Asda has come under new ownership from 2021 after former owner Walmart agreed the £6.8bn sale of the business to the co-founders and co-chief executives of EG Group, Mohsin and Zuber Issa, and investment vehicle TDR Capital in October 2020. The acquisition was greenlit by the CMA in June 2021 following an 8-month investigation into potential competition concerns.

The billionaire Issa brothers and TDR Capital have taken a majority ownership stake in Asda, with Walmart retaining an equity investment and a seat on the board as part of an “ongoing commercial relationship”. EG Group will now buy Asda’s petrol forecourt business in a separate £750m deal following the completion of the supermarket acqusition.

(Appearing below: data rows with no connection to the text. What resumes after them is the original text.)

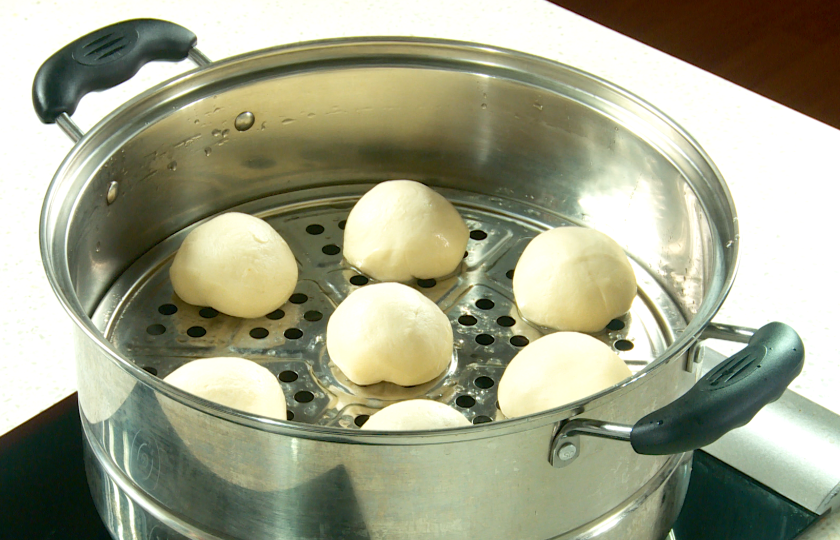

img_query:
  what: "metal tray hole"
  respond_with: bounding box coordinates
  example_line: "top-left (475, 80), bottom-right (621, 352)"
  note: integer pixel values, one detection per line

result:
top-left (458, 315), bottom-right (478, 326)
top-left (615, 339), bottom-right (633, 351)
top-left (473, 376), bottom-right (496, 390)
top-left (146, 324), bottom-right (166, 336)
top-left (475, 334), bottom-right (496, 345)
top-left (248, 326), bottom-right (268, 339)
top-left (158, 304), bottom-right (178, 315)
top-left (455, 395), bottom-right (475, 409)
top-left (283, 328), bottom-right (303, 339)
top-left (475, 298), bottom-right (496, 310)
top-left (277, 369), bottom-right (298, 382)
top-left (510, 336), bottom-right (530, 347)
top-left (295, 390), bottom-right (315, 403)
top-left (198, 308), bottom-right (219, 319)
top-left (496, 315), bottom-right (516, 328)
top-left (187, 326), bottom-right (207, 337)
top-left (265, 309), bottom-right (286, 321)
top-left (289, 293), bottom-right (309, 304)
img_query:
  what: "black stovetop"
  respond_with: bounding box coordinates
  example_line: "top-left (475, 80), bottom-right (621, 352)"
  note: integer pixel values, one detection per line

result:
top-left (0, 394), bottom-right (818, 540)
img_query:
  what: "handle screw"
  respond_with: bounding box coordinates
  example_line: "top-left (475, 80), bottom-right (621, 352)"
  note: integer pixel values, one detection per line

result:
top-left (556, 443), bottom-right (577, 461)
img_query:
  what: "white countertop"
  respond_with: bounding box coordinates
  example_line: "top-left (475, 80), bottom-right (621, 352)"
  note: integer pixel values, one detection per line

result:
top-left (0, 0), bottom-right (840, 532)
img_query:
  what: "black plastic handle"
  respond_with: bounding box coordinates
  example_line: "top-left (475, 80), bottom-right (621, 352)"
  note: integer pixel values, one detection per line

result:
top-left (32, 19), bottom-right (197, 124)
top-left (630, 322), bottom-right (805, 455)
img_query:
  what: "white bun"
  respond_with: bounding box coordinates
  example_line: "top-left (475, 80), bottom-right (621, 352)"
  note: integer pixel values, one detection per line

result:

The sale of 27 petrol stations by EG Group to lessen competition concerns was a condition of the merger. 

Now that the deal has gone through, the Issa brothers plan to plough £1bn into Asda during the first three years of ownership, with a focus on lowering prices and shoring up its supply chain.

The grocer has been overhauling its product range and upping investment in pricing in a bid to claw back sales from the discounters. It is also focusing on remodelling its big stores, driving up customer service standards and is continuing to invest in online to improve the profitability of the business which has been coming under pressure.

After a challenging year in 2019, when like-for-likes dipped 0.8%, Asda has reported solid like-for-like growth during the 2020 financial year. Driven by consumers stocking up during the coronavirus crisis, the retailer posted a 3.5% uplift in like-for-like sales in Q1 2020, followed by 3.8% LFL growth in Q2 as online demand soared. Q3 like-for-likes rose 2.7% as demand for “key Christmas products” was brought forward, while like-for-like growth strengthened to 5.1% in the all-important final quarter as customers traded up to treat themselves over Christmas.